8 May 2013
Sheep for Sharpe's Longclaw II
Empowering Sheep Farmers to Contribute to Conservation of Sharpe’s Longclaw
The aim is to avail proper breeds of sheep as an incentive to retaining grassland through a ‘sheep for longclaw’ loan scheme for farmers, combined with an awareness campaign.
I will identify and collect data in 15 farms in South Kinangop which will be selected according to acreage (>30acres), presence of Sharpe’s Longclaw, quality and structure of grassland in line with stocking capacity.
A loan scheme of sheep will be established. 15 ewes of high breed will be purchased and distributed to the identified farmers who will be required to assist in monitoring of the Sharpe’s Longclaw and a commitment fee will be agreed to contribute towards the maintenance of the sheep. Each farmer will be required to surrender two male lambs that will be interchanged among the farmers and the reminder goes to additional farmers for sustainability.
Regarding the sheep loan scheme, at the end of the project I aim to have:
a) Consultations completed and documentation in place regarding rules and regulations of the scheme.
b) A total of 15 farmers who control ownership of 750 acres of grasslands provided with improved breed ewes.
c) Sustainability plans for continuing the scheme beyond the funded project time put in place and documented.
Involvement of farmers and the youths in monitoring will help start and develop a citizen science data bank that can be used to monitor the long term dynamics of the birds. Also as a way of getting youths involved in the conservation work a social network will be set up where youths will be required to update on the status of Sharpe’s Longclaw and of any other biodiversity. Talks and discussions will be conducted in three organized seminars to educate the farmers and line-ministries (Livestock and agriculture). Awareness will also be created to farmers and the youth/students on the importance of the grasslands for biodiversity, provision of ecosystem services and livelihoods.
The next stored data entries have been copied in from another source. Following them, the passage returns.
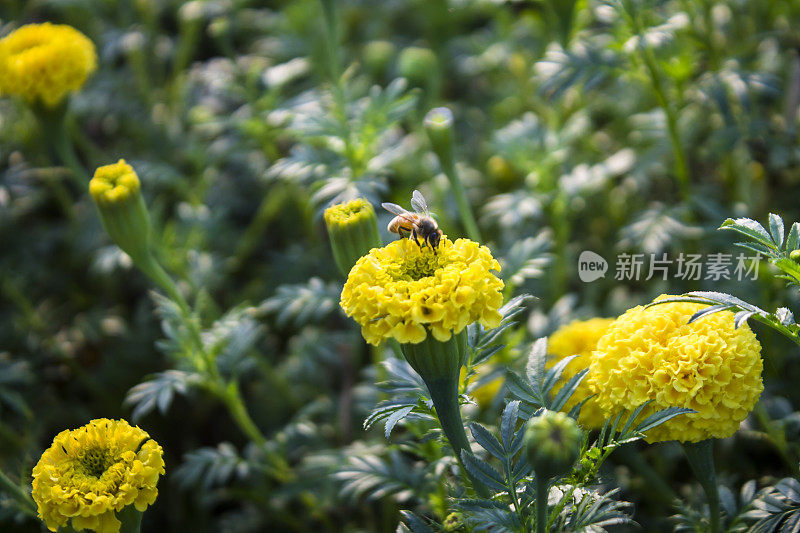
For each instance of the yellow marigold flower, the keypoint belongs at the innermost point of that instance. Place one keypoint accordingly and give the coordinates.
(116, 192)
(404, 291)
(654, 354)
(91, 473)
(43, 62)
(349, 213)
(114, 183)
(353, 230)
(579, 338)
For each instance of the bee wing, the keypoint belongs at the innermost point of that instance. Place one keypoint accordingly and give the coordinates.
(418, 202)
(395, 209)
(399, 211)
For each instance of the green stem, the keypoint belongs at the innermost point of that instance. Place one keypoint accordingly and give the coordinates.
(464, 209)
(541, 504)
(23, 498)
(657, 83)
(439, 364)
(235, 404)
(560, 215)
(232, 398)
(701, 459)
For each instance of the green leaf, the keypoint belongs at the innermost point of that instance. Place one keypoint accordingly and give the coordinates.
(793, 240)
(487, 441)
(483, 471)
(568, 390)
(522, 391)
(535, 367)
(414, 523)
(750, 228)
(658, 418)
(776, 228)
(554, 374)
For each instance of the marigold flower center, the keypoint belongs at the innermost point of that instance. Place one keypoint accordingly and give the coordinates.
(414, 268)
(95, 462)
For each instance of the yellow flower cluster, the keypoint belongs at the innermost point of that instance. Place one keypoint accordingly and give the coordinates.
(43, 62)
(90, 473)
(114, 183)
(403, 291)
(654, 354)
(348, 214)
(579, 338)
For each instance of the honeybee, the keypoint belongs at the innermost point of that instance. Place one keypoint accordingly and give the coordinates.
(418, 225)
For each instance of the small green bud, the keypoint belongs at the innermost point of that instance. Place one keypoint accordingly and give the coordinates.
(353, 230)
(552, 444)
(454, 523)
(418, 65)
(116, 192)
(439, 127)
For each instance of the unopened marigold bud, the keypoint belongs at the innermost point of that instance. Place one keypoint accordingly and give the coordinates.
(353, 230)
(116, 191)
(439, 127)
(454, 523)
(552, 444)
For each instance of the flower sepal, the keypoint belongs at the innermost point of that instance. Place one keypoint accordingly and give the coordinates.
(439, 365)
(116, 191)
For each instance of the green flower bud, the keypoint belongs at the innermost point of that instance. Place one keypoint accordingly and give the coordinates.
(117, 195)
(353, 230)
(439, 127)
(454, 523)
(552, 444)
(418, 65)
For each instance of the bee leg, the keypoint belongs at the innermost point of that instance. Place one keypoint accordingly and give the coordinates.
(414, 234)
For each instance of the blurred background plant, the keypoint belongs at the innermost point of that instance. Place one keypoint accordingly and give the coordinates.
(628, 126)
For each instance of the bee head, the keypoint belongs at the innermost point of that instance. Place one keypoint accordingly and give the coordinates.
(434, 238)
(427, 225)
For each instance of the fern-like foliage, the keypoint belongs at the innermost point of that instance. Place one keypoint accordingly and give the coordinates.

I will document lessons learnt regarding the impacts for grassland biodiversity conservation and disseminate them widely in Kinangop, especially through existing farmer savings and credit societies. Sustainability plans for continuing the scheme beyond the funded project time will be put in place and documented. For the success of the project I will use the available revevant institutions including and not limited to; National Museums of Kenya, Friends of Kinangop Plateau, Nature Kenya, Ministry of Livestock and Njabini wool crafters cooperative society.